There are portable digital drawing tablets with screen that would provide the same kind of freedom (look up xp-pen bands). But my preference is a tablet without a screen.
After I got used to drawing on a screenless tablet I became a little spoiled because I could see everything. It’s interesting how fast you get accustomed to not looking at your hand as you’re drawing.
So I’m with that smallish group of Youtubers that say, “hands just get in the way”.
Get the Right Drawing Program
Get a program that will give you all the features that mimic how you would draw traditionally. My favorite is Krita, an open source program with all the bells and whistles.
But the useful features for me are the screen rotation, pen tilt and a really great brush engine. The screen rotation takes care of my need to turn my drawing – which I do a lot.
Pen tilt is mandatory for me because I am so used to drawing with the edge of my pencil/brush to make different marks and I can’t seem to shake that habit. So it’s nice to have that feature available so you don’t have to change how you draw.

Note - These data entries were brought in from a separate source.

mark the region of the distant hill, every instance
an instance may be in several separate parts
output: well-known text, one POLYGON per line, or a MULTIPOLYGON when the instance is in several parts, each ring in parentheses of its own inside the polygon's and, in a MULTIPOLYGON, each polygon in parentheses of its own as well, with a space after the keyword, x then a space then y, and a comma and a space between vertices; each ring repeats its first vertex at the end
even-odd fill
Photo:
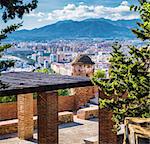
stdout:
POLYGON ((133 38, 130 28, 139 20, 87 19, 60 21, 33 30, 20 30, 9 36, 10 40, 53 40, 75 38, 133 38))

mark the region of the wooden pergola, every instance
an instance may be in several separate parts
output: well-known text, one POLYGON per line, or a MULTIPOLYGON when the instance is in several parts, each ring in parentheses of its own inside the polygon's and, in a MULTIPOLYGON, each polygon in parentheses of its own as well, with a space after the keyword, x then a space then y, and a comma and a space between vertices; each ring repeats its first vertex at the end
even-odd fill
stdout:
MULTIPOLYGON (((48 75, 34 72, 11 72, 0 76, 5 88, 0 89, 0 97, 17 95, 18 137, 33 137, 33 93, 38 93, 38 143, 58 144, 58 89, 93 86, 88 77, 48 75)), ((103 92, 99 93, 105 98, 103 92)), ((99 111, 99 143, 116 144, 116 134, 112 132, 111 113, 99 111)))
POLYGON ((33 93, 37 92, 38 143, 58 144, 58 95, 56 90, 92 86, 89 78, 12 72, 0 76, 0 97, 17 95, 18 137, 33 137, 33 93))

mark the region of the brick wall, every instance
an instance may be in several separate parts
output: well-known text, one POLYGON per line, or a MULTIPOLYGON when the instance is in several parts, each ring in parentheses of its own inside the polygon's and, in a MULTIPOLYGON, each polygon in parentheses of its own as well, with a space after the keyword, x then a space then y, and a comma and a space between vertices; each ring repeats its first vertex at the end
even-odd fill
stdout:
MULTIPOLYGON (((75 96, 59 96, 58 97, 58 111, 74 111, 75 110, 75 96)), ((34 115, 37 115, 37 101, 33 102, 34 115)), ((17 103, 1 103, 0 104, 0 121, 17 118, 17 103)))

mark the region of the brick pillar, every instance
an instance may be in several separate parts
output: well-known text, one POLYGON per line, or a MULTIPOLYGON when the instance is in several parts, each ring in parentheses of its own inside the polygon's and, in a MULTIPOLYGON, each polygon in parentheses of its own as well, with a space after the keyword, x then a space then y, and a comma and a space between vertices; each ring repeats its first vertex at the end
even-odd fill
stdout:
POLYGON ((21 94, 17 97, 18 107, 18 137, 30 139, 33 137, 33 94, 21 94))
POLYGON ((37 98, 38 144, 58 144, 58 95, 39 93, 37 98))
MULTIPOLYGON (((103 92, 99 92, 101 98, 105 98, 103 92)), ((112 113, 107 109, 99 110, 99 144, 117 144, 117 134, 112 131, 112 113)))

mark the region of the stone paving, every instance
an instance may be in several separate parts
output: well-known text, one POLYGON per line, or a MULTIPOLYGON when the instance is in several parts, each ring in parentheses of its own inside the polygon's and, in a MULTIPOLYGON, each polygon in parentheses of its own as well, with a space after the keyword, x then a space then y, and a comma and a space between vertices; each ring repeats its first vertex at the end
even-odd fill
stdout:
MULTIPOLYGON (((98 119, 81 120, 59 126, 59 144, 84 144, 83 139, 98 135, 98 119)), ((0 136, 0 144, 36 144, 37 133, 32 141, 19 140, 17 134, 0 136)))

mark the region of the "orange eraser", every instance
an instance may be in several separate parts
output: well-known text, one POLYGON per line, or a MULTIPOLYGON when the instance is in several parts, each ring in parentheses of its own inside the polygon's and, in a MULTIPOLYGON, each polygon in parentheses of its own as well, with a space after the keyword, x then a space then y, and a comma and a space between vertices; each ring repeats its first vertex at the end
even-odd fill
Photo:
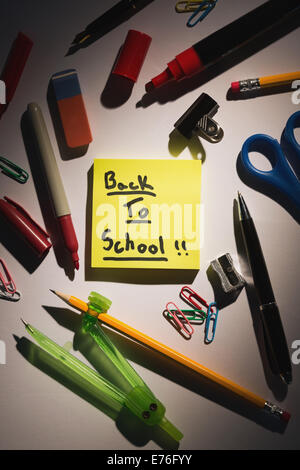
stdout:
POLYGON ((93 138, 76 70, 56 73, 51 80, 67 146, 88 145, 93 138))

The brush engine simulation is great. Though I only use two or three brushes for everything. It’s good to have something that is the same or very close to what you are used to.
Final Thoughts on Changing from Traditional to Digital Art
Prices of tablets have come down while quality of the hardware has gone up. Since Wacom is no longer the only digital tablet maker to choose from the popularity of digital art has exploded.
Because the price of entry to ownership of a digital tablet has come down the tolerance of slightly lower performance is higher – for a little while any way.
When these few things finally became available to me it made a huge difference. I feel my transition from traditional to digital art is complete.